Kian stand näher als vorher.

»Also, ich soll deine Accounts wiederherstellen«, sagte er betont unbeteiligt und sah über ihre Schulter hinweg auf ihr Tablet. »Kann dich natürlich nicht zwingen, Bro.« Der Köter saß auf dem Boden und starrte sie mit leicht rötlich glühenden Augen an. Danai fragte sich, ob Mama ihn hiergelassen hatte, weil sie sie durch seine Augen hindurch beobachten konnte.

Danai entsperrte mit ihrem Daumen das Tablet und fühlte sich auf einmal kindisch und naiv – wie hatte sie denken können, sie könne über ihre eigenen Accounts bestimmen, über das, was sie sendete. Über ihr Leben!

»Yo, mach’s halt«, knurrte sie.

»Ich guck mir auch nicht die Ordner mit dem Schmuddelkram an«, grinste er im Versuch, die Stimmung aufzulockern.

»Ist das eine Anmache? Willst du mich klarmachen, oder was? Das Tablet ist brandneu, ich war sicher nicht dumm genug, da was Persönliches draufzuladen.«

»Okay. Worauf stehst du so? Bin ich dein Beuteschema?«, fragte Kian nachdenklich, während er in den Untiefen von Pixxor nach den Wiederherstellungsoptionen buddelte.

»Willst du mich verarschen?«

»Ich dachte, du willst vielleicht nicht bis in alle Ewigkeit hier in der Bude hängen. No fomo, ich steh zu deiner Verfügung.«

Sie starrte ihn an. Er hob den Blick und starrte zurück, aber die Linien auf Kinn und Stirn bewegten sich ein wenig – gut sichtbar in der mangelhaften Beleuchtung der Kabine –, als wäre er nervös.

»Was?«, fragte Danai.

»Was?«, fragte er zurück und schüttelte dann den Kopf. »Okay, eigentlich bist du nicht mein Typ.«

»Schläfst du lieber mit meiner Mutter, Kian, dear

Kian lachte auf und wandte sich wieder dem Tablet zu. Er antwortete aber nicht. Danai gab einen angeekelten Laut von sich.

»Was, nein, ich hab nicht mit deiner Mutter geschlafen! Also, zumindest noch nicht«, sagte er und grinste hinterlistig, als hätte er sie absichtlich so lange zappeln lassen. »Aber ernsthaft: Ich hab nicht mit allen in der Gang geschlafen.«

Er setzte sich in Ermangelung einer zweiten Sitzgelegenheit auf ihren Tisch und sah sie über das Tablet hinweg immer wieder an.

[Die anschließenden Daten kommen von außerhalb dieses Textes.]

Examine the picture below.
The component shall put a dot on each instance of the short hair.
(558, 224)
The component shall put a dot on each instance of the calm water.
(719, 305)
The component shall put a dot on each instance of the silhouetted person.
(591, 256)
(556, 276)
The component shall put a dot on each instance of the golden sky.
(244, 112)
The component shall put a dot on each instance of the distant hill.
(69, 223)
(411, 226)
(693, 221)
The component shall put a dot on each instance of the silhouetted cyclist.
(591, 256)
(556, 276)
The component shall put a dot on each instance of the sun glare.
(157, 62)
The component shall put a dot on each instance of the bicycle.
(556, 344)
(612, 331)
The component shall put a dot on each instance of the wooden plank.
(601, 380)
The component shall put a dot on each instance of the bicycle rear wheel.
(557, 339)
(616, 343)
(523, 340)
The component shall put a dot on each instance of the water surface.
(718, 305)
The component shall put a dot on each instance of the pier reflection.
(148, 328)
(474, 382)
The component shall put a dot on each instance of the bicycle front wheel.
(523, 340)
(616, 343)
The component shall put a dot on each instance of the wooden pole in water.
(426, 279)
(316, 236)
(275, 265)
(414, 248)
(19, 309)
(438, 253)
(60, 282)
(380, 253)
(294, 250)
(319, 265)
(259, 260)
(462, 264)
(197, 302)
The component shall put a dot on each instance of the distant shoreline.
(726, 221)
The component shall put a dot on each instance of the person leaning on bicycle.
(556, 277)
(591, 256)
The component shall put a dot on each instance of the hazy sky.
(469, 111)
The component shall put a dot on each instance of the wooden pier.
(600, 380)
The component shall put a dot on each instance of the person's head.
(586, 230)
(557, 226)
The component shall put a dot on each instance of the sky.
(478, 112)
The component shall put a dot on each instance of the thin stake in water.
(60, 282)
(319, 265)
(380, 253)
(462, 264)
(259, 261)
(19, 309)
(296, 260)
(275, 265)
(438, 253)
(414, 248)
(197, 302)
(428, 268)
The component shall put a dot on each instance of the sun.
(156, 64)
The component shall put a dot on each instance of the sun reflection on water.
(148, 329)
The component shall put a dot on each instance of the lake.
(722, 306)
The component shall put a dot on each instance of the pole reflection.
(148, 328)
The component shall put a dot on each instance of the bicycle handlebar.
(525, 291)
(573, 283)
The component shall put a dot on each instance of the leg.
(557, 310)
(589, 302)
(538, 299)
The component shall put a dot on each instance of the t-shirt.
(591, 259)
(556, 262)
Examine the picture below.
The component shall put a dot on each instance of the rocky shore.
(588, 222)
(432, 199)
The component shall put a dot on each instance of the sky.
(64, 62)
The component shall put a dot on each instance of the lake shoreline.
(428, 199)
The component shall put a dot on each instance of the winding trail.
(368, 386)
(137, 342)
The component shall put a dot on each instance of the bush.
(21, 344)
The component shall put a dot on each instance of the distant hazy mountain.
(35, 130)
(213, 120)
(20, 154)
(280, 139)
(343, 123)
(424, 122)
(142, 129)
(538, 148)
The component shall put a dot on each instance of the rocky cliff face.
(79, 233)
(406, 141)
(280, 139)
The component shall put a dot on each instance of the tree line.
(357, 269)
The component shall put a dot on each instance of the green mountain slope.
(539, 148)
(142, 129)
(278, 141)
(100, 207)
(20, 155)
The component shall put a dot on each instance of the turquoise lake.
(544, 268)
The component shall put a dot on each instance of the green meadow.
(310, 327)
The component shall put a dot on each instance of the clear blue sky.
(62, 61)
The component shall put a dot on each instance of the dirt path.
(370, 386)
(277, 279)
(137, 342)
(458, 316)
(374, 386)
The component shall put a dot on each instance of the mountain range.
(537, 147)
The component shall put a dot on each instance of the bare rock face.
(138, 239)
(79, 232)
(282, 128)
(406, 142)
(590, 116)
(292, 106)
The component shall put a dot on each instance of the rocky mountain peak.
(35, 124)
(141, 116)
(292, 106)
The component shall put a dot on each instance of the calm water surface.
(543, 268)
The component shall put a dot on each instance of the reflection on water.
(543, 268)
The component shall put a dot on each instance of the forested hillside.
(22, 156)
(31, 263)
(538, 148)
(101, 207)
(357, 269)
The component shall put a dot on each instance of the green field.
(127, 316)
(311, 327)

»Lass mich raten: Du erzählst mir gleich, wie du … no-fomo-mäßig eine Nummer mit den Zwillingen geschoben hast, zu der’s auf WhiteHub ein Vid in den Top Ten gibt.«

»Nee.« Er zögerte kurz. »Also, nicht, dass ich die Zwillinge nicht heiß fände, sie sind heiß. Aber erstens … Schwestern, das ist mir ein bisschen zu weird. Und zweitens stehen die Zwillinge nicht auf mich. Eyegle ist eher Yokais Fall. Was Kami heiß findet? Keine Ahnung, sie redet nicht drüber, aus ihr kriegt man selten was raus. Die mysteriöse Kami. Also, mit Eyegle hatte ich mal was, falls du das wissen willst.«

»Hab ich mir gedacht, es gab Fotos auf deinem und xiesem Profil.«

»Angezogene, hoffe ich. Für deine unschuldigen Corp-Augen.«

»Angezogen, aber eindeutig.«

»Weißt du, wir hängen halt in der Gang zusammen rum. Brokrastinieren.« Sie lachte kurz über diese typische Free-Turf-Wortschöpfung, die sie nur aus AnsVee-Shows kannte. »Haben Spaß. Mal so, mal so. Alle, wie sie mögen, weißt du. Gilt auch für dich. Wenn du willst. Nichts hilft vor einem heiklen Flug so sehr wie eine Runde Abschalten. Ist sogar gut fürs Teamwork. Ich sag’s nur. Falls du das auch als Beinahe-Ass mal nötig hast.«

Sie hob die Augenbrauen und schüttelte den Kopf.

»Okay. Muss ja nicht mit mir sein. Purple steht übrigens nur auf Frauen, falls das von Belang ist für dich.«

Danai entknotete ihre Beine und lehnte sich im Stuhl zurück. »Vielleicht«, sagte sie und lächelte kühl. Sein Blick irrte einmal an ihren Körperformen entlang und dann wieder aufs Tablet.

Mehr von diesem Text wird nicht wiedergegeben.